Falls in global equities are being led by the United States. It is a truism that Wall Street leads much of global equity, but there is also a cliché that says if Wall Street sneezes, the rest of the world catches a cold. Or in this case, it may be Covid. At the moment, American equities are taking the brunt of the selling pressures, especially in the most speculative areas of the market. It is undeniable that there is a great deal of froth that needs blowing off, possibly to the extent that one might take one’s beer glass back to the bar to ask for a top up. History is unlikely to look kindly upon ‘meme stocks’, for example. If you are unfamiliar with this aberration of 2021, a so-called meme stock is one where the stock price is deemed to be driven by the balance of chatter on social media. It is a modern day incarnation of the greater fool theory (assets where one makes a profit by selling at a higher price to an even greater fool than oneself) and it will be thoroughly healthy if this speculation is now confined to the dustbin.
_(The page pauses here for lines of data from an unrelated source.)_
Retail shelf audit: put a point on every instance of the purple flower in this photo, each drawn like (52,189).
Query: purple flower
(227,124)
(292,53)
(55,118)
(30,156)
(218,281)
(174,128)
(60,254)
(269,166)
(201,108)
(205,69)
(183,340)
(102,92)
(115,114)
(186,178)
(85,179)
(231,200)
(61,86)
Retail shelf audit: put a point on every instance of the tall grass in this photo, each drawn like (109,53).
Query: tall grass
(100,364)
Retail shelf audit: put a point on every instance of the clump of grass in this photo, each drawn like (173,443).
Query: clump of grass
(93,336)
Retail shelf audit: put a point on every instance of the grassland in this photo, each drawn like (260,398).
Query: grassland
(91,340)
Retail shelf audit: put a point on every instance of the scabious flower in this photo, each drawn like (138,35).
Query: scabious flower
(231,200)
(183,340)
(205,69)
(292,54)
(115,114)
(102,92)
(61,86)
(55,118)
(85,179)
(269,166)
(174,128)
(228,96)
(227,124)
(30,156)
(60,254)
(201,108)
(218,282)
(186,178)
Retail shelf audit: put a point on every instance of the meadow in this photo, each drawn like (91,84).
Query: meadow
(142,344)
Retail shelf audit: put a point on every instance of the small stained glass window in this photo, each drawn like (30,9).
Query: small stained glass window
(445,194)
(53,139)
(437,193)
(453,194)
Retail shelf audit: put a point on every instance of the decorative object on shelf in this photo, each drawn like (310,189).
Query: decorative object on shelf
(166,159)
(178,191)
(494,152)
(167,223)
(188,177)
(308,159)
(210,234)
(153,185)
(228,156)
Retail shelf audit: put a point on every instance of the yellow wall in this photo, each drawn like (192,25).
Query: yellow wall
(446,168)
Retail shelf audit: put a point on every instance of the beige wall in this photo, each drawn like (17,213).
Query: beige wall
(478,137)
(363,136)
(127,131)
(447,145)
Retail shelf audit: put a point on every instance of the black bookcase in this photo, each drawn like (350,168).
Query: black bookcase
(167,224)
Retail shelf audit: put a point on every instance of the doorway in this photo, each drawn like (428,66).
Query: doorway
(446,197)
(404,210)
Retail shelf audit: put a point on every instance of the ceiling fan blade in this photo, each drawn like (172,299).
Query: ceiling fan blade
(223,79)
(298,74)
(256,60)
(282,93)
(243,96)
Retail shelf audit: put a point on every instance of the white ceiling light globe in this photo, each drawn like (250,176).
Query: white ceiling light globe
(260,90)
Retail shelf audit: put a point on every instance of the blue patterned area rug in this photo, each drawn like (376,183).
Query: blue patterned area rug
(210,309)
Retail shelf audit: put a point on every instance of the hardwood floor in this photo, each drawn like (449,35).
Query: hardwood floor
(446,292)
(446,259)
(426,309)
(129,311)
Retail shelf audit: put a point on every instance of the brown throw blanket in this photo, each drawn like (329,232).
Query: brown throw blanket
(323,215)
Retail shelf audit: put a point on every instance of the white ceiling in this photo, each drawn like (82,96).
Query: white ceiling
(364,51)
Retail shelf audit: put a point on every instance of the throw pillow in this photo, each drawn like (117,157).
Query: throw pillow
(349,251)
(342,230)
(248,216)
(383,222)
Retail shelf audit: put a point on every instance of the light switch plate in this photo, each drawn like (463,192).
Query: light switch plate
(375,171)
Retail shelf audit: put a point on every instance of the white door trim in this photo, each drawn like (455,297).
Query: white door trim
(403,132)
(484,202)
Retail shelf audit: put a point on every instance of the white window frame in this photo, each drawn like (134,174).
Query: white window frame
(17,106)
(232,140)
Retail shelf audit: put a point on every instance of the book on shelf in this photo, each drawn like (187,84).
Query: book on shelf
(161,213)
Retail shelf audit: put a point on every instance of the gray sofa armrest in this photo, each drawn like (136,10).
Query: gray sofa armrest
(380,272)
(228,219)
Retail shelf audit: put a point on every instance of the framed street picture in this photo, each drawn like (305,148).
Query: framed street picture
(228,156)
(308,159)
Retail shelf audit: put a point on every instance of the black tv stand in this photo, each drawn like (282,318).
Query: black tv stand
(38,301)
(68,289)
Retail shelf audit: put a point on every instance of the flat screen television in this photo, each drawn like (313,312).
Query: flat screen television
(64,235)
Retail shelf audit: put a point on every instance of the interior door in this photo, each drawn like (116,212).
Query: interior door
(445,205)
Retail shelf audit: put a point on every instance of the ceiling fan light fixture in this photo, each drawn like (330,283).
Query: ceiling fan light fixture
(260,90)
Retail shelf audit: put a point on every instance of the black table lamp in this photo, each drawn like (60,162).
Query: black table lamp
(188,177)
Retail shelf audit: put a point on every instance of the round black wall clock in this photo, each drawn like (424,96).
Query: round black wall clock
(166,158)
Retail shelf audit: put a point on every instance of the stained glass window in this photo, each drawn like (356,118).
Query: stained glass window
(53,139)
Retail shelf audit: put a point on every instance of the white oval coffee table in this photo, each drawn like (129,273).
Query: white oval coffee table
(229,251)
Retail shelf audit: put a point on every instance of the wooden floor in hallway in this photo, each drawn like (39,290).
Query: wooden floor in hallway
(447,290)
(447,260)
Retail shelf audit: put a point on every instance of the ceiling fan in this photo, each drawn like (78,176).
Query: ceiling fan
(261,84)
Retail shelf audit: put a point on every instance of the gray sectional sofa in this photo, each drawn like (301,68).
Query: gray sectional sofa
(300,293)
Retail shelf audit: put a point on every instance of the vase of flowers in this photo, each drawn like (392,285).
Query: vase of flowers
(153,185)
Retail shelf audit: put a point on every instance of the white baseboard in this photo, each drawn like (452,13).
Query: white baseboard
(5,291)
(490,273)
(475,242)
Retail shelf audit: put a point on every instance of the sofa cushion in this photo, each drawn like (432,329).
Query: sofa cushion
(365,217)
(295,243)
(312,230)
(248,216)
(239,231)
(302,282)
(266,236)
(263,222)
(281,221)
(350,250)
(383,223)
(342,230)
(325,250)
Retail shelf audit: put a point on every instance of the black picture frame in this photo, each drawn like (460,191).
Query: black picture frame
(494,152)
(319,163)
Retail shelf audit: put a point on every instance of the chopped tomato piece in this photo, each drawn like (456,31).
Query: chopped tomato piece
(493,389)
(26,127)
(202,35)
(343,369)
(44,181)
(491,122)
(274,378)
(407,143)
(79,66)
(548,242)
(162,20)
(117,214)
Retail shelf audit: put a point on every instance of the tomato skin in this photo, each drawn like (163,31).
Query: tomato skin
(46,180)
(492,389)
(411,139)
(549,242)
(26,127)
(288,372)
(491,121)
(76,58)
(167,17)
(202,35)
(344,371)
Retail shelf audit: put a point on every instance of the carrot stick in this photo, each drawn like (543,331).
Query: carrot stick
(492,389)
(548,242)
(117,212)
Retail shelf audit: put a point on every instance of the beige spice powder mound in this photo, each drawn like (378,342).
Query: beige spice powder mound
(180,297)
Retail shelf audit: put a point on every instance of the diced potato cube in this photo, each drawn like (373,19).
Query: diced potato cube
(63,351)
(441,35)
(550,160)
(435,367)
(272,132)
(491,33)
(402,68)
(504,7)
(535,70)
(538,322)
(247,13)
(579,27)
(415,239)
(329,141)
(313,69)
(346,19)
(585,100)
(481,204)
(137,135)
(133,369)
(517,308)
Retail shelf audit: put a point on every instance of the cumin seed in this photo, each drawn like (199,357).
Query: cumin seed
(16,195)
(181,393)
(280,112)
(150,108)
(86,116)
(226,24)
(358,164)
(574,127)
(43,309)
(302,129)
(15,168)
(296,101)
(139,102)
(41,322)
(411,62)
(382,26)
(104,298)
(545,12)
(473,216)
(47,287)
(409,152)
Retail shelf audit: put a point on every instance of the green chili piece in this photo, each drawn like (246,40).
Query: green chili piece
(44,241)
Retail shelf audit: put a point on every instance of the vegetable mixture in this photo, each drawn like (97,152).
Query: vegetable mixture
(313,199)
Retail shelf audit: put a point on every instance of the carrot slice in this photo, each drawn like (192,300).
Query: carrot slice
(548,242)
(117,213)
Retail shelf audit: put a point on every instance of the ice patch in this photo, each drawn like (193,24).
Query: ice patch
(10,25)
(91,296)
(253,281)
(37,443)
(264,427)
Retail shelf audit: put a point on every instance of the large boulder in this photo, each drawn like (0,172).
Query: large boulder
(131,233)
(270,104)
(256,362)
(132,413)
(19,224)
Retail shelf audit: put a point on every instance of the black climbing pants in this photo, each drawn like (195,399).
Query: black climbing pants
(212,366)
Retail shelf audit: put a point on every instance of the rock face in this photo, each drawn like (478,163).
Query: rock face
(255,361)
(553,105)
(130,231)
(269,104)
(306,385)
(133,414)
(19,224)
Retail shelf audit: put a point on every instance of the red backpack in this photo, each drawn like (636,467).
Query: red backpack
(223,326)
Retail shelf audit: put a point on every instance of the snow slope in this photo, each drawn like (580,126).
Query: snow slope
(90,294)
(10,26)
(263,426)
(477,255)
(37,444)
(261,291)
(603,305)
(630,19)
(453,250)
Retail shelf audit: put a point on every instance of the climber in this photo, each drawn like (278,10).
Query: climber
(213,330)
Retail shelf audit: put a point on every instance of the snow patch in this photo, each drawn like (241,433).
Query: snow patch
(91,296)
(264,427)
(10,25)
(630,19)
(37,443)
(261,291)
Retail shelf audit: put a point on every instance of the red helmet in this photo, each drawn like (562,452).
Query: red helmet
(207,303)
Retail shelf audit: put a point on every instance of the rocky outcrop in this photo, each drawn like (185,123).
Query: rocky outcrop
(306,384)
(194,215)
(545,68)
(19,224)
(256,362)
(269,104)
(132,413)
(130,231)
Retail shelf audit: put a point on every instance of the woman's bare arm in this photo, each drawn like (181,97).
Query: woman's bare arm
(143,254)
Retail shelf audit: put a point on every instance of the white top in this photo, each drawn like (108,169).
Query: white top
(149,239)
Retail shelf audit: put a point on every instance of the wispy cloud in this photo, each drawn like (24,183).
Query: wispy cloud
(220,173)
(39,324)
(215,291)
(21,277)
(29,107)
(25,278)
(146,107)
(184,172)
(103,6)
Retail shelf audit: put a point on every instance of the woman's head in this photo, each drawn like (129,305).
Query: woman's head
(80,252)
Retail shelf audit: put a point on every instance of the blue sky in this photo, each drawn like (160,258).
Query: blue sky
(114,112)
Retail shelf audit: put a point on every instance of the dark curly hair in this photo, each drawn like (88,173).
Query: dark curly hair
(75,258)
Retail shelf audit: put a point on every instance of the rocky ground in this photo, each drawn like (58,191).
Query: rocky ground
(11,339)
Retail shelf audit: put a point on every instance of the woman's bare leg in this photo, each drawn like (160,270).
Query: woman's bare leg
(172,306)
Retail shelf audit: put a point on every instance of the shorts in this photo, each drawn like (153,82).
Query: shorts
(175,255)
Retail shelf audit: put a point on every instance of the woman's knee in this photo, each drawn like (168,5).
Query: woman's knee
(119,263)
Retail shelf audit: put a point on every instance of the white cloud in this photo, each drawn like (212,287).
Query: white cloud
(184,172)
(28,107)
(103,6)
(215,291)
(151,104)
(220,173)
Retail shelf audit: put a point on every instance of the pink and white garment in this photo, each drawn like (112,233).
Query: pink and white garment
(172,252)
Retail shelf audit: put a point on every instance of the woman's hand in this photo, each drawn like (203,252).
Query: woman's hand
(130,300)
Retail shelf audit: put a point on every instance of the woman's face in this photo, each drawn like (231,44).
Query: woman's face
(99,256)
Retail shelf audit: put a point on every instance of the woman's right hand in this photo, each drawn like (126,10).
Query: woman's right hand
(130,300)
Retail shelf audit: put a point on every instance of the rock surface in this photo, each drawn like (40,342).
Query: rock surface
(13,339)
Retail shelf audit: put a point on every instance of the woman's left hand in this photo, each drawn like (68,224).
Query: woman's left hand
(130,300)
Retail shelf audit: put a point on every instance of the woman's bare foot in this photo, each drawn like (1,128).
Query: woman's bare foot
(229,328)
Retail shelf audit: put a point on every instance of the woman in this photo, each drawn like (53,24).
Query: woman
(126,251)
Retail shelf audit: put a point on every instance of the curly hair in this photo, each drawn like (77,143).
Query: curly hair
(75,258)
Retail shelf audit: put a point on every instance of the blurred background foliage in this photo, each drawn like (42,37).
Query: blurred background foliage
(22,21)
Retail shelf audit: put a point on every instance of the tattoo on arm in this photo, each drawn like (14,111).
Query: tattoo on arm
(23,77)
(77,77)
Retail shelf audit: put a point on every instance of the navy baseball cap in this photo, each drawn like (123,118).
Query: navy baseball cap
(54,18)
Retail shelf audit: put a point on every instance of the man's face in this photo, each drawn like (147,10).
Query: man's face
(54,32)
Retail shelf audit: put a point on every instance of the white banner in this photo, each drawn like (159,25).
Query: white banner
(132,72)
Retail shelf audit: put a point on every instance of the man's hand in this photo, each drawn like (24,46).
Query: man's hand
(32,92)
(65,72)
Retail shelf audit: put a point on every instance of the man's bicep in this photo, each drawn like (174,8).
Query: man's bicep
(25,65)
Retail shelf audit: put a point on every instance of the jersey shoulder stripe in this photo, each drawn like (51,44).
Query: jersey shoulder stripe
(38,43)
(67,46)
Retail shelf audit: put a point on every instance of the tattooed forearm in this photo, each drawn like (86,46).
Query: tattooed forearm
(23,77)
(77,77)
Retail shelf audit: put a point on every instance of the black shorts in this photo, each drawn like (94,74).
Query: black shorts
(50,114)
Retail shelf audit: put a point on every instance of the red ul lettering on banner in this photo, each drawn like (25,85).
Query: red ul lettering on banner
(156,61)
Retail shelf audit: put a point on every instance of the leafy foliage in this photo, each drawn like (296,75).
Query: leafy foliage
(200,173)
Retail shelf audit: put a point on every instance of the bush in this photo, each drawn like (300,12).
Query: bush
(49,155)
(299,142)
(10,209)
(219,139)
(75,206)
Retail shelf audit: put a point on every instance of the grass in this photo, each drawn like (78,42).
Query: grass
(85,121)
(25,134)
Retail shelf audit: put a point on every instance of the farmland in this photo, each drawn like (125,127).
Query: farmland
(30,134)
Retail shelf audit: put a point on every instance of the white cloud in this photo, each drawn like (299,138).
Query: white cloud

The greatest falls in share prices have been seen in the most speculative and loss-making stocks. These have become contagious and are dragging down, without any clear logic, the stock prices of even the most reliable, profitable and recession-resistant businesses. Microsoft’s stock price, for instance, has fallen 12% since the turn of the year, despite it being an obvious beneficiary of inflation and having, in our view, tremendously resilient earnings.
The high inflation rates in much of the western world are an obvious bogeyman. That, however, does not necessarily mean that inflation is guilty as charged. The latest updates to inflation show that the rate of increase of the Consumer Price Indices in the US, Europe and UK have reached 7.0%, 5.0% and 5.4% respectively. Markets now believe that the Central Banks will raise interest rates, possibly aggressively, over the of course the year. Despite this, the most recent falls in equities have been accompanied by falls in bond yields, with investors allegedly seeking ‘safe havens’. Bonds should logically be anything but ‘safe havens’ at present. This is a circle that resolutely refuses to be squared.
Clearly there are other factors at work. Ukraine is an obvious place to start looking. Markets are struggling to quantify the threat. It is quite some time since armed geopolitics was a significant factor in global markets. And markets, as we know, dislike risks that sit outside their daily spreadsheets. The economics of a Greater Russia probably matter only in so far as they affect the supply of oil and gas, primarily to Europe. It is unsettling to see neighbours parking their tanks on each other’s lawns, especially when Russia appears to have slightly more of them, but what markets need to know is not who sits in government in Kiev, but what it all means for the cost of energy.
The markets’ chalice is filled with the highest inflation for forty years, the promise of higher interest rates, a possible war in Eastern Europe and a waning threat from Covid. We should not be surprised that the mixture has triggered some indigestion, verging on reflux. It is also important to recognize that falls in equities are tending to become much sharper. Bear markets that previously might have been expected to persist for a much longer time have become compressed into short, sharp and temporarily quite painful falls.
We do not believe that the past fortnight represents a major turning point for markets. It is likely though that the mood will remain skittish for a while longer and share prices may well fall further in the short-term until sentiment settles down. In the meantime, the markets need to get past the conclusion to the current meeting of the Federal Open Markets Committee, which concludes on Wednesday evening. This would ordinarily be a routine issue, however every word, comma and apostrophe will be analysed for their potential clues in signalling what the Fed is planning. Whilst we might hope for another masterclass in telling the markets what they want to hear, when the markets are intent on finding landmines, they tend to succeed. For now, the horses are scared. They will settle down.
Finally, very well done to the few who knew The Modern Lovers’ wonderful Roadrunner. We move more mainstream today, with a line from a seasonal ditty: “Sick and tired, you’ve been hanging on me”. Who took this to their only number one?